Audio By Carbonatix
Don’t dismiss Sunset Rubdown as a side project to Wolf Parade and Frog Eyes. Lead singer Spencer Krug’s other two bands are better-known among the indie-rock cognoscenti, but if this album’s any indication, Krug thinks it should be the other way around. While Shut Up has a basement-recording ambience to it, the arrangements are complex yet accessible and complement his, well, complex yet accessible lyrics. Side projects usually aren’t so cohesive in theme–recurring lyrical references to snakes, water, death and other biblical matter point to some spiritual struggle, especially in the strongest track, “The Men Are Called Horsemen There.”
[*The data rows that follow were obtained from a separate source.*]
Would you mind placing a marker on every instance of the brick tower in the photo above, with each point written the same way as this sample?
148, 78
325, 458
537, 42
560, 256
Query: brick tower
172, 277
On “Horsemen,” synths and carnival organ waltz and churn under distorted and reverbed guitars before the whole mess builds to a climax and then staggers on for another minute to the 7:00 mark. Throughout the album, screaming synths, mournful or triumphant guitars and herky-jerky beats vie with Krug’s singing (which is at times annoyingly emotional and Bowie-esque but usually suits the music) for attention. “Swimming” opens with dissonant piano notes out of some horror movie, jolts into a minor-key organ line in a weird but infectious beat, then finally halts for a moment just before showing off Sunset’s best trick, used repeatedly on Dreaming to good effect: a rapturous cacophony. It’s the kind of sonic motif that would get old, if it weren’t so appropriate for this triumph of an album.